Examining the Fed’s Role in Financial Stability
As the economy continues to recover from the 2008 financial crisis, a few advocates are pressuring the Federal Reserve Board to take a more active role in ensuring the stability of the financial system. Fed Governor Jeremy Stein has warned that the current policy of indefinite low interest rates to help drive growth may inadvertently produce distortion in financial markets. Stein and his supporters believe the Fed should be more concerned about the emergence of asset bubbles, even if taking corrective actions means compromising on the traditional goals of maximum employment and two percent inflation.
In retrospect, every financial crisis is preventable. Many economists believe the Fed should have done more to defuse the mortgage bubble during the run-up to the last financial crisis. The Fed’s power to tighten the currency supply is a formidable tool that can be used to pop financial bubbles before they reach large proportions—by curbing speculation with a well-timed interest rate hike, for example.
Identifying asset bubbles as they inflate, however, is more challenging than spotting them in hindsight.

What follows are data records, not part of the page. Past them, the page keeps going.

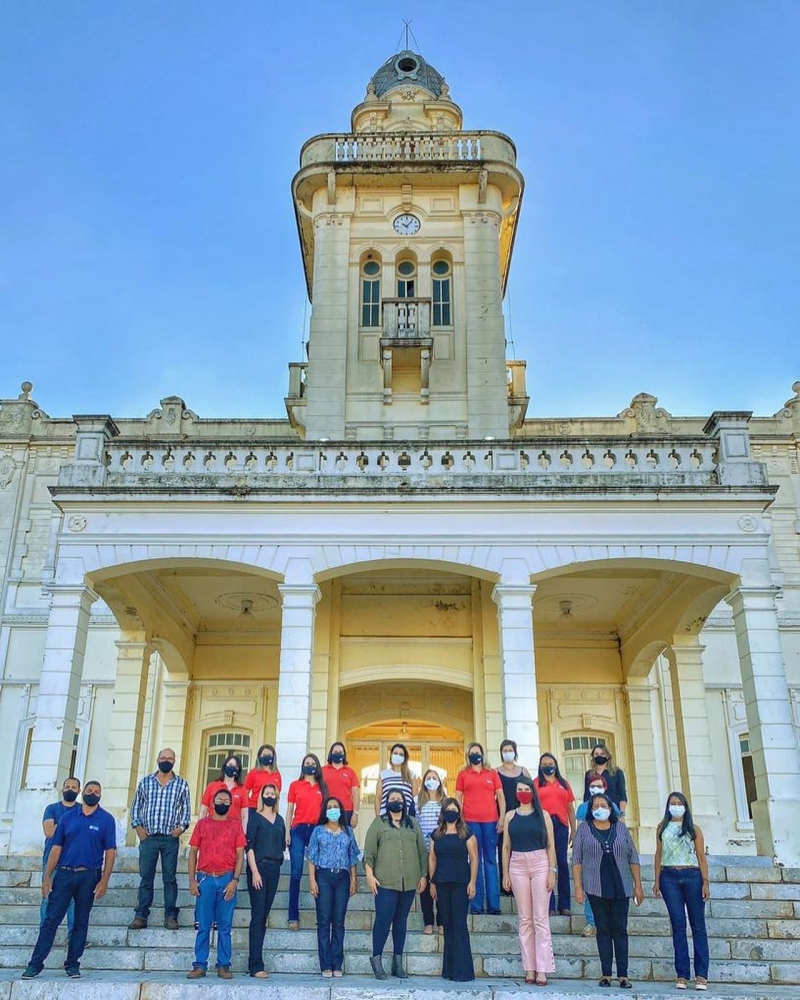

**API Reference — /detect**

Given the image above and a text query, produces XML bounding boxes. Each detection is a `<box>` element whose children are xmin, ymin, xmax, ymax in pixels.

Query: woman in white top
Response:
<box><xmin>375</xmin><ymin>743</ymin><xmax>420</xmax><ymax>817</ymax></box>
<box><xmin>416</xmin><ymin>769</ymin><xmax>446</xmax><ymax>933</ymax></box>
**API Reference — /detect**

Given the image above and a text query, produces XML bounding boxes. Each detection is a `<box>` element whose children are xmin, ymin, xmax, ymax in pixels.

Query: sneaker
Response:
<box><xmin>217</xmin><ymin>966</ymin><xmax>233</xmax><ymax>980</ymax></box>
<box><xmin>695</xmin><ymin>980</ymin><xmax>708</xmax><ymax>992</ymax></box>
<box><xmin>128</xmin><ymin>916</ymin><xmax>148</xmax><ymax>930</ymax></box>
<box><xmin>65</xmin><ymin>968</ymin><xmax>81</xmax><ymax>979</ymax></box>
<box><xmin>164</xmin><ymin>916</ymin><xmax>179</xmax><ymax>930</ymax></box>
<box><xmin>186</xmin><ymin>968</ymin><xmax>207</xmax><ymax>979</ymax></box>
<box><xmin>21</xmin><ymin>967</ymin><xmax>41</xmax><ymax>980</ymax></box>
<box><xmin>582</xmin><ymin>924</ymin><xmax>596</xmax><ymax>937</ymax></box>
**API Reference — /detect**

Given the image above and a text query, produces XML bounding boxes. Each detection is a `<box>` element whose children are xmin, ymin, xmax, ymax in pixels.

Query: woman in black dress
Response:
<box><xmin>245</xmin><ymin>783</ymin><xmax>286</xmax><ymax>977</ymax></box>
<box><xmin>428</xmin><ymin>796</ymin><xmax>478</xmax><ymax>982</ymax></box>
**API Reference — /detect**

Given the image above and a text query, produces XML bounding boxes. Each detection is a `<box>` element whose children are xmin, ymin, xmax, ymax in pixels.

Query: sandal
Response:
<box><xmin>535</xmin><ymin>973</ymin><xmax>548</xmax><ymax>986</ymax></box>
<box><xmin>525</xmin><ymin>972</ymin><xmax>537</xmax><ymax>984</ymax></box>
<box><xmin>250</xmin><ymin>971</ymin><xmax>268</xmax><ymax>979</ymax></box>
<box><xmin>287</xmin><ymin>920</ymin><xmax>300</xmax><ymax>931</ymax></box>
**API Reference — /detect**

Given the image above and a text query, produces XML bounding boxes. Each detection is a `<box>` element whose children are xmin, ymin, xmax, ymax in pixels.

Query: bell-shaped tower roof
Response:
<box><xmin>369</xmin><ymin>49</ymin><xmax>446</xmax><ymax>100</ymax></box>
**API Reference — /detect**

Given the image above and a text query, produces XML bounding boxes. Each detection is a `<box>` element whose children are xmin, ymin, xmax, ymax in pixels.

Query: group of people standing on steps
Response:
<box><xmin>22</xmin><ymin>739</ymin><xmax>711</xmax><ymax>992</ymax></box>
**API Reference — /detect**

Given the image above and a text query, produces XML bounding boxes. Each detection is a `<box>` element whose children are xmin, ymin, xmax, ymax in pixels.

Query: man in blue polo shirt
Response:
<box><xmin>40</xmin><ymin>776</ymin><xmax>82</xmax><ymax>934</ymax></box>
<box><xmin>22</xmin><ymin>780</ymin><xmax>116</xmax><ymax>980</ymax></box>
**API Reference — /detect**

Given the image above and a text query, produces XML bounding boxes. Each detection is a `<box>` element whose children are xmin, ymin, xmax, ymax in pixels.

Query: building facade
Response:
<box><xmin>2</xmin><ymin>50</ymin><xmax>799</xmax><ymax>863</ymax></box>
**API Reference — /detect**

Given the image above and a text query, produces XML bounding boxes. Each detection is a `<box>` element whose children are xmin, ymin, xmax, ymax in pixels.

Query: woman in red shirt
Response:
<box><xmin>200</xmin><ymin>754</ymin><xmax>249</xmax><ymax>832</ymax></box>
<box><xmin>536</xmin><ymin>752</ymin><xmax>576</xmax><ymax>915</ymax></box>
<box><xmin>321</xmin><ymin>742</ymin><xmax>361</xmax><ymax>828</ymax></box>
<box><xmin>285</xmin><ymin>753</ymin><xmax>326</xmax><ymax>929</ymax></box>
<box><xmin>244</xmin><ymin>744</ymin><xmax>283</xmax><ymax>809</ymax></box>
<box><xmin>454</xmin><ymin>742</ymin><xmax>505</xmax><ymax>915</ymax></box>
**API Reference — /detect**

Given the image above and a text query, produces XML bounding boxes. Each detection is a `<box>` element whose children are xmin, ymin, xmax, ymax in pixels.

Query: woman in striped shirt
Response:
<box><xmin>374</xmin><ymin>743</ymin><xmax>419</xmax><ymax>818</ymax></box>
<box><xmin>416</xmin><ymin>769</ymin><xmax>446</xmax><ymax>934</ymax></box>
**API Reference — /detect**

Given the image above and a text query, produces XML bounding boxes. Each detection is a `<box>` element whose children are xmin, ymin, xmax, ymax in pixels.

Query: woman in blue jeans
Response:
<box><xmin>285</xmin><ymin>754</ymin><xmax>326</xmax><ymax>929</ymax></box>
<box><xmin>307</xmin><ymin>797</ymin><xmax>360</xmax><ymax>977</ymax></box>
<box><xmin>653</xmin><ymin>792</ymin><xmax>710</xmax><ymax>991</ymax></box>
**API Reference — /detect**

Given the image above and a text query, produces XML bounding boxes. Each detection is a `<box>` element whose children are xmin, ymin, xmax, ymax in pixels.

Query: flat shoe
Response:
<box><xmin>251</xmin><ymin>971</ymin><xmax>268</xmax><ymax>979</ymax></box>
<box><xmin>332</xmin><ymin>971</ymin><xmax>343</xmax><ymax>978</ymax></box>
<box><xmin>695</xmin><ymin>981</ymin><xmax>708</xmax><ymax>992</ymax></box>
<box><xmin>676</xmin><ymin>980</ymin><xmax>688</xmax><ymax>990</ymax></box>
<box><xmin>619</xmin><ymin>979</ymin><xmax>633</xmax><ymax>990</ymax></box>
<box><xmin>599</xmin><ymin>979</ymin><xmax>611</xmax><ymax>988</ymax></box>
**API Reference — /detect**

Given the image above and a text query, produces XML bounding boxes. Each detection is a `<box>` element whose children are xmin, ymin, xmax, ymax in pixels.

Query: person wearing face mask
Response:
<box><xmin>416</xmin><ymin>768</ymin><xmax>446</xmax><ymax>933</ymax></box>
<box><xmin>501</xmin><ymin>777</ymin><xmax>556</xmax><ymax>986</ymax></box>
<box><xmin>322</xmin><ymin>742</ymin><xmax>361</xmax><ymax>828</ymax></box>
<box><xmin>306</xmin><ymin>796</ymin><xmax>360</xmax><ymax>977</ymax></box>
<box><xmin>244</xmin><ymin>744</ymin><xmax>283</xmax><ymax>810</ymax></box>
<box><xmin>363</xmin><ymin>790</ymin><xmax>428</xmax><ymax>979</ymax></box>
<box><xmin>575</xmin><ymin>774</ymin><xmax>621</xmax><ymax>936</ymax></box>
<box><xmin>128</xmin><ymin>749</ymin><xmax>191</xmax><ymax>931</ymax></box>
<box><xmin>187</xmin><ymin>788</ymin><xmax>247</xmax><ymax>980</ymax></box>
<box><xmin>536</xmin><ymin>752</ymin><xmax>576</xmax><ymax>917</ymax></box>
<box><xmin>39</xmin><ymin>776</ymin><xmax>81</xmax><ymax>937</ymax></box>
<box><xmin>572</xmin><ymin>792</ymin><xmax>643</xmax><ymax>990</ymax></box>
<box><xmin>244</xmin><ymin>783</ymin><xmax>285</xmax><ymax>978</ymax></box>
<box><xmin>584</xmin><ymin>745</ymin><xmax>628</xmax><ymax>820</ymax></box>
<box><xmin>455</xmin><ymin>742</ymin><xmax>505</xmax><ymax>915</ymax></box>
<box><xmin>653</xmin><ymin>793</ymin><xmax>710</xmax><ymax>991</ymax></box>
<box><xmin>200</xmin><ymin>754</ymin><xmax>249</xmax><ymax>832</ymax></box>
<box><xmin>428</xmin><ymin>797</ymin><xmax>477</xmax><ymax>981</ymax></box>
<box><xmin>376</xmin><ymin>743</ymin><xmax>419</xmax><ymax>817</ymax></box>
<box><xmin>496</xmin><ymin>740</ymin><xmax>531</xmax><ymax>896</ymax></box>
<box><xmin>23</xmin><ymin>781</ymin><xmax>116</xmax><ymax>981</ymax></box>
<box><xmin>285</xmin><ymin>753</ymin><xmax>326</xmax><ymax>930</ymax></box>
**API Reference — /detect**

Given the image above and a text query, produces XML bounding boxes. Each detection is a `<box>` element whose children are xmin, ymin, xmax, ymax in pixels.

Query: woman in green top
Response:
<box><xmin>363</xmin><ymin>788</ymin><xmax>427</xmax><ymax>980</ymax></box>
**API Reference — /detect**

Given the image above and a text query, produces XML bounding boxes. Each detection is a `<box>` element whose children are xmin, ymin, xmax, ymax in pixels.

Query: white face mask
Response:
<box><xmin>424</xmin><ymin>778</ymin><xmax>440</xmax><ymax>791</ymax></box>
<box><xmin>669</xmin><ymin>804</ymin><xmax>686</xmax><ymax>818</ymax></box>
<box><xmin>588</xmin><ymin>787</ymin><xmax>605</xmax><ymax>797</ymax></box>
<box><xmin>592</xmin><ymin>808</ymin><xmax>611</xmax><ymax>821</ymax></box>
<box><xmin>391</xmin><ymin>753</ymin><xmax>405</xmax><ymax>767</ymax></box>
<box><xmin>501</xmin><ymin>751</ymin><xmax>516</xmax><ymax>763</ymax></box>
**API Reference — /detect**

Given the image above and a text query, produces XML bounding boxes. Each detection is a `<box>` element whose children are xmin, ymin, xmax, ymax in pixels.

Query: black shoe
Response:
<box><xmin>65</xmin><ymin>968</ymin><xmax>81</xmax><ymax>979</ymax></box>
<box><xmin>21</xmin><ymin>967</ymin><xmax>41</xmax><ymax>980</ymax></box>
<box><xmin>369</xmin><ymin>956</ymin><xmax>387</xmax><ymax>981</ymax></box>
<box><xmin>619</xmin><ymin>979</ymin><xmax>633</xmax><ymax>989</ymax></box>
<box><xmin>599</xmin><ymin>978</ymin><xmax>611</xmax><ymax>988</ymax></box>
<box><xmin>487</xmin><ymin>907</ymin><xmax>502</xmax><ymax>915</ymax></box>
<box><xmin>391</xmin><ymin>954</ymin><xmax>409</xmax><ymax>979</ymax></box>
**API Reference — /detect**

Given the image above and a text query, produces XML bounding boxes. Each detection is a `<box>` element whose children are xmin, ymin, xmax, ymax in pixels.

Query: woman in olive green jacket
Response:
<box><xmin>363</xmin><ymin>788</ymin><xmax>428</xmax><ymax>980</ymax></box>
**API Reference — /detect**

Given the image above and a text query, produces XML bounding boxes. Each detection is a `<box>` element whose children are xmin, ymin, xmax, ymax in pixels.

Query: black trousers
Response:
<box><xmin>419</xmin><ymin>879</ymin><xmax>439</xmax><ymax>927</ymax></box>
<box><xmin>436</xmin><ymin>881</ymin><xmax>475</xmax><ymax>982</ymax></box>
<box><xmin>246</xmin><ymin>859</ymin><xmax>281</xmax><ymax>974</ymax></box>
<box><xmin>588</xmin><ymin>894</ymin><xmax>629</xmax><ymax>979</ymax></box>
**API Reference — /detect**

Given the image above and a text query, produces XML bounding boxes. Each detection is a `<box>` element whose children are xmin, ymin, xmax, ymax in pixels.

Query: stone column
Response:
<box><xmin>665</xmin><ymin>637</ymin><xmax>726</xmax><ymax>849</ymax></box>
<box><xmin>624</xmin><ymin>678</ymin><xmax>673</xmax><ymax>846</ymax></box>
<box><xmin>275</xmin><ymin>561</ymin><xmax>321</xmax><ymax>786</ymax></box>
<box><xmin>160</xmin><ymin>676</ymin><xmax>191</xmax><ymax>774</ymax></box>
<box><xmin>492</xmin><ymin>580</ymin><xmax>539</xmax><ymax>769</ymax></box>
<box><xmin>10</xmin><ymin>585</ymin><xmax>95</xmax><ymax>852</ymax></box>
<box><xmin>103</xmin><ymin>634</ymin><xmax>153</xmax><ymax>833</ymax></box>
<box><xmin>726</xmin><ymin>583</ymin><xmax>800</xmax><ymax>864</ymax></box>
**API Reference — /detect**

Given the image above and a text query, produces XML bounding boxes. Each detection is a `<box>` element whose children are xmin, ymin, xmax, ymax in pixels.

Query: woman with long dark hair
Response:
<box><xmin>496</xmin><ymin>739</ymin><xmax>531</xmax><ymax>896</ymax></box>
<box><xmin>536</xmin><ymin>752</ymin><xmax>576</xmax><ymax>915</ymax></box>
<box><xmin>501</xmin><ymin>776</ymin><xmax>556</xmax><ymax>986</ymax></box>
<box><xmin>244</xmin><ymin>744</ymin><xmax>282</xmax><ymax>810</ymax></box>
<box><xmin>306</xmin><ymin>796</ymin><xmax>360</xmax><ymax>977</ymax></box>
<box><xmin>245</xmin><ymin>783</ymin><xmax>285</xmax><ymax>977</ymax></box>
<box><xmin>375</xmin><ymin>743</ymin><xmax>419</xmax><ymax>817</ymax></box>
<box><xmin>429</xmin><ymin>797</ymin><xmax>477</xmax><ymax>981</ymax></box>
<box><xmin>199</xmin><ymin>754</ymin><xmax>249</xmax><ymax>830</ymax></box>
<box><xmin>455</xmin><ymin>742</ymin><xmax>505</xmax><ymax>915</ymax></box>
<box><xmin>583</xmin><ymin>744</ymin><xmax>627</xmax><ymax>819</ymax></box>
<box><xmin>653</xmin><ymin>792</ymin><xmax>710</xmax><ymax>990</ymax></box>
<box><xmin>285</xmin><ymin>753</ymin><xmax>326</xmax><ymax>930</ymax></box>
<box><xmin>321</xmin><ymin>742</ymin><xmax>361</xmax><ymax>828</ymax></box>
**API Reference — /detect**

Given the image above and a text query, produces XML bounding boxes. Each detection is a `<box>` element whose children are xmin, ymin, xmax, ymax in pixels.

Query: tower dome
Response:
<box><xmin>368</xmin><ymin>49</ymin><xmax>447</xmax><ymax>100</ymax></box>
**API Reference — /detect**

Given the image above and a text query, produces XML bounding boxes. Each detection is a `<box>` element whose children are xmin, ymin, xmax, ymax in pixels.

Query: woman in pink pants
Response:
<box><xmin>502</xmin><ymin>776</ymin><xmax>557</xmax><ymax>986</ymax></box>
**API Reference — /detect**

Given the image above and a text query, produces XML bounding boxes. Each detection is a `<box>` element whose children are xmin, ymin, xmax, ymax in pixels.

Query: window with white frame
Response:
<box><xmin>562</xmin><ymin>734</ymin><xmax>612</xmax><ymax>797</ymax></box>
<box><xmin>396</xmin><ymin>259</ymin><xmax>416</xmax><ymax>298</ymax></box>
<box><xmin>361</xmin><ymin>259</ymin><xmax>381</xmax><ymax>326</ymax></box>
<box><xmin>204</xmin><ymin>731</ymin><xmax>251</xmax><ymax>788</ymax></box>
<box><xmin>738</xmin><ymin>733</ymin><xmax>757</xmax><ymax>820</ymax></box>
<box><xmin>431</xmin><ymin>258</ymin><xmax>452</xmax><ymax>325</ymax></box>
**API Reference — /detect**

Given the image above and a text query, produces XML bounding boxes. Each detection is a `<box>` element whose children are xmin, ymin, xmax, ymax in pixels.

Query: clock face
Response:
<box><xmin>393</xmin><ymin>213</ymin><xmax>421</xmax><ymax>236</ymax></box>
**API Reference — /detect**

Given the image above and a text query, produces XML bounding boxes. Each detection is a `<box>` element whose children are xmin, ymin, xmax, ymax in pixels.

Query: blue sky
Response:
<box><xmin>1</xmin><ymin>1</ymin><xmax>797</xmax><ymax>422</ymax></box>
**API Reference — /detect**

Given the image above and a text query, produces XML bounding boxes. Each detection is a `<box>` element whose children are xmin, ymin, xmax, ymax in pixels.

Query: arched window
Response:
<box><xmin>361</xmin><ymin>258</ymin><xmax>381</xmax><ymax>327</ymax></box>
<box><xmin>396</xmin><ymin>258</ymin><xmax>416</xmax><ymax>298</ymax></box>
<box><xmin>562</xmin><ymin>733</ymin><xmax>612</xmax><ymax>796</ymax></box>
<box><xmin>431</xmin><ymin>258</ymin><xmax>452</xmax><ymax>326</ymax></box>
<box><xmin>204</xmin><ymin>731</ymin><xmax>251</xmax><ymax>788</ymax></box>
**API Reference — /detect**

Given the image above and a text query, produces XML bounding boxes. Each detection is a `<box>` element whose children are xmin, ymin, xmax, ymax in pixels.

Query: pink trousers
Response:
<box><xmin>509</xmin><ymin>849</ymin><xmax>555</xmax><ymax>974</ymax></box>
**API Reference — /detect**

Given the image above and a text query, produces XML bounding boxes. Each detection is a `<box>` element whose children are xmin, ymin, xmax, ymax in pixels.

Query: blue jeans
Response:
<box><xmin>192</xmin><ymin>872</ymin><xmax>237</xmax><ymax>970</ymax></box>
<box><xmin>469</xmin><ymin>821</ymin><xmax>500</xmax><ymax>913</ymax></box>
<box><xmin>660</xmin><ymin>867</ymin><xmax>709</xmax><ymax>981</ymax></box>
<box><xmin>372</xmin><ymin>886</ymin><xmax>416</xmax><ymax>957</ymax></box>
<box><xmin>314</xmin><ymin>869</ymin><xmax>350</xmax><ymax>972</ymax></box>
<box><xmin>29</xmin><ymin>867</ymin><xmax>100</xmax><ymax>973</ymax></box>
<box><xmin>288</xmin><ymin>823</ymin><xmax>315</xmax><ymax>923</ymax></box>
<box><xmin>584</xmin><ymin>896</ymin><xmax>595</xmax><ymax>926</ymax></box>
<box><xmin>40</xmin><ymin>858</ymin><xmax>74</xmax><ymax>935</ymax></box>
<box><xmin>548</xmin><ymin>816</ymin><xmax>571</xmax><ymax>912</ymax></box>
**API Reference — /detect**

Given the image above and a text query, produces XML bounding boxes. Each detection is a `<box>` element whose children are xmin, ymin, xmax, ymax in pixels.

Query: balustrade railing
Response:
<box><xmin>383</xmin><ymin>299</ymin><xmax>431</xmax><ymax>340</ymax></box>
<box><xmin>299</xmin><ymin>131</ymin><xmax>518</xmax><ymax>169</ymax></box>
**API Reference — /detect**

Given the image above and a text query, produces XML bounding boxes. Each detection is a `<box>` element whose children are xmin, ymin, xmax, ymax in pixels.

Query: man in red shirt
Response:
<box><xmin>187</xmin><ymin>788</ymin><xmax>246</xmax><ymax>980</ymax></box>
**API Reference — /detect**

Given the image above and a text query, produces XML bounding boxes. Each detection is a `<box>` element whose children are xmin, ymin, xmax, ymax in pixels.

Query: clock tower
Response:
<box><xmin>287</xmin><ymin>49</ymin><xmax>526</xmax><ymax>441</ymax></box>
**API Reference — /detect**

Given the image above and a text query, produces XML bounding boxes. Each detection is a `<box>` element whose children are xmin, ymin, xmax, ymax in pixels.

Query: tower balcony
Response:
<box><xmin>299</xmin><ymin>130</ymin><xmax>517</xmax><ymax>169</ymax></box>
<box><xmin>382</xmin><ymin>298</ymin><xmax>432</xmax><ymax>341</ymax></box>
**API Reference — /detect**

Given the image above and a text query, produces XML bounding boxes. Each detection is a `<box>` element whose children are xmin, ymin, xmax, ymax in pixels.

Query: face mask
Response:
<box><xmin>387</xmin><ymin>800</ymin><xmax>404</xmax><ymax>814</ymax></box>
<box><xmin>542</xmin><ymin>766</ymin><xmax>556</xmax><ymax>776</ymax></box>
<box><xmin>468</xmin><ymin>753</ymin><xmax>483</xmax><ymax>765</ymax></box>
<box><xmin>330</xmin><ymin>753</ymin><xmax>345</xmax><ymax>764</ymax></box>
<box><xmin>517</xmin><ymin>790</ymin><xmax>533</xmax><ymax>805</ymax></box>
<box><xmin>214</xmin><ymin>802</ymin><xmax>231</xmax><ymax>816</ymax></box>
<box><xmin>501</xmin><ymin>751</ymin><xmax>516</xmax><ymax>763</ymax></box>
<box><xmin>327</xmin><ymin>808</ymin><xmax>341</xmax><ymax>822</ymax></box>
<box><xmin>443</xmin><ymin>808</ymin><xmax>460</xmax><ymax>824</ymax></box>
<box><xmin>424</xmin><ymin>777</ymin><xmax>440</xmax><ymax>791</ymax></box>
<box><xmin>391</xmin><ymin>753</ymin><xmax>405</xmax><ymax>766</ymax></box>
<box><xmin>262</xmin><ymin>795</ymin><xmax>277</xmax><ymax>808</ymax></box>
<box><xmin>82</xmin><ymin>793</ymin><xmax>100</xmax><ymax>807</ymax></box>
<box><xmin>593</xmin><ymin>807</ymin><xmax>611</xmax><ymax>821</ymax></box>
<box><xmin>669</xmin><ymin>804</ymin><xmax>686</xmax><ymax>818</ymax></box>
<box><xmin>593</xmin><ymin>755</ymin><xmax>609</xmax><ymax>766</ymax></box>
<box><xmin>588</xmin><ymin>787</ymin><xmax>605</xmax><ymax>797</ymax></box>
<box><xmin>62</xmin><ymin>789</ymin><xmax>79</xmax><ymax>803</ymax></box>
<box><xmin>158</xmin><ymin>760</ymin><xmax>174</xmax><ymax>774</ymax></box>
<box><xmin>223</xmin><ymin>764</ymin><xmax>239</xmax><ymax>778</ymax></box>
<box><xmin>303</xmin><ymin>764</ymin><xmax>317</xmax><ymax>776</ymax></box>
<box><xmin>259</xmin><ymin>755</ymin><xmax>273</xmax><ymax>767</ymax></box>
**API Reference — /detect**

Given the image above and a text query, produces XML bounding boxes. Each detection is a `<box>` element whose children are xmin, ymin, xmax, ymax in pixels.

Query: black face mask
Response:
<box><xmin>262</xmin><ymin>796</ymin><xmax>277</xmax><ymax>808</ymax></box>
<box><xmin>214</xmin><ymin>802</ymin><xmax>231</xmax><ymax>815</ymax></box>
<box><xmin>62</xmin><ymin>789</ymin><xmax>79</xmax><ymax>803</ymax></box>
<box><xmin>468</xmin><ymin>753</ymin><xmax>483</xmax><ymax>765</ymax></box>
<box><xmin>387</xmin><ymin>801</ymin><xmax>404</xmax><ymax>814</ymax></box>
<box><xmin>303</xmin><ymin>765</ymin><xmax>317</xmax><ymax>776</ymax></box>
<box><xmin>593</xmin><ymin>755</ymin><xmax>609</xmax><ymax>766</ymax></box>
<box><xmin>259</xmin><ymin>755</ymin><xmax>273</xmax><ymax>767</ymax></box>
<box><xmin>542</xmin><ymin>766</ymin><xmax>556</xmax><ymax>776</ymax></box>
<box><xmin>330</xmin><ymin>752</ymin><xmax>345</xmax><ymax>764</ymax></box>
<box><xmin>443</xmin><ymin>809</ymin><xmax>460</xmax><ymax>824</ymax></box>
<box><xmin>223</xmin><ymin>765</ymin><xmax>240</xmax><ymax>778</ymax></box>
<box><xmin>158</xmin><ymin>760</ymin><xmax>174</xmax><ymax>774</ymax></box>
<box><xmin>82</xmin><ymin>793</ymin><xmax>100</xmax><ymax>807</ymax></box>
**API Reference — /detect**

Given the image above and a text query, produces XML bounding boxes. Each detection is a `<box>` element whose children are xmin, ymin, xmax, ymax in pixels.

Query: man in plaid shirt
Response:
<box><xmin>128</xmin><ymin>748</ymin><xmax>191</xmax><ymax>930</ymax></box>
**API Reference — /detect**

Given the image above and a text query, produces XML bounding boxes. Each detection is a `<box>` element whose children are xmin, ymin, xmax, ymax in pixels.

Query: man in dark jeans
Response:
<box><xmin>22</xmin><ymin>780</ymin><xmax>116</xmax><ymax>980</ymax></box>
<box><xmin>128</xmin><ymin>747</ymin><xmax>191</xmax><ymax>930</ymax></box>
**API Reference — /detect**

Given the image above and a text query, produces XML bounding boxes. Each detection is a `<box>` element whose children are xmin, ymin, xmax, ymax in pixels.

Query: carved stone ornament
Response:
<box><xmin>67</xmin><ymin>515</ymin><xmax>87</xmax><ymax>532</ymax></box>
<box><xmin>0</xmin><ymin>455</ymin><xmax>15</xmax><ymax>490</ymax></box>
<box><xmin>737</xmin><ymin>514</ymin><xmax>759</xmax><ymax>533</ymax></box>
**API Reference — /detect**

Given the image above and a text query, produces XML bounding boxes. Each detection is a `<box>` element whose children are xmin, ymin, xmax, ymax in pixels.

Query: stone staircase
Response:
<box><xmin>0</xmin><ymin>853</ymin><xmax>799</xmax><ymax>987</ymax></box>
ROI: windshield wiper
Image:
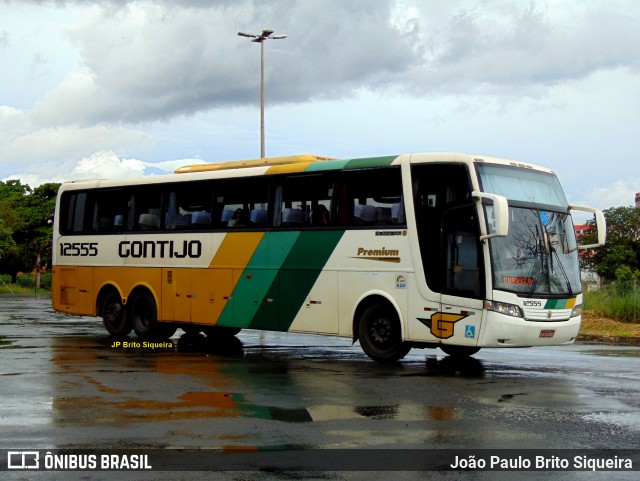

It’s highly unlikely that speculative investment will ever disappear entirely, and the Fed’s economists are unlikely to reach a timely consensus that any particular distortion in asset prices poses an immediate threat to the stability of financial markets in time to prevent any future bubble.
The current distortion fear—that the indefinite continuation of low interest rates has weakened discipline in the bond market by driving risk premiums to negligible levels—is unlikely to produce widespread alarm among the Board of Governors. Even if current interest rate policies are encouraging unwarranted speculation, most of Governor Stein’s colleagues are skeptical that worries about as-yet unseen asset bubbles should trump the troubles of the unemployed.
The traditional goals will likely stand. Inflation and employment, unlike asset bubbles, are easily tracked and inarguably very important to the real economy. If the Fed were to adopt an additional goal of maintaining financial stability and preventing asset bubbles, the Governors would be hard-pressed to come to an agreement that objective measures of growth should be secondary to subjective worries about market distortion.
The current concern over artificially-low interest rates inflating asset prices will likely dissipate on its own. As the recovery continues, the Fed will further clarify its timeline for increasing interest rates, and corresponding bond yields will slowly rise towards normal levels. Although few would argue the Fed should ignore the lessons of the past, the relationship between monetary policy and financial instability will likely remain an argument fought in hindsight and not actively engaged during an economic recovery.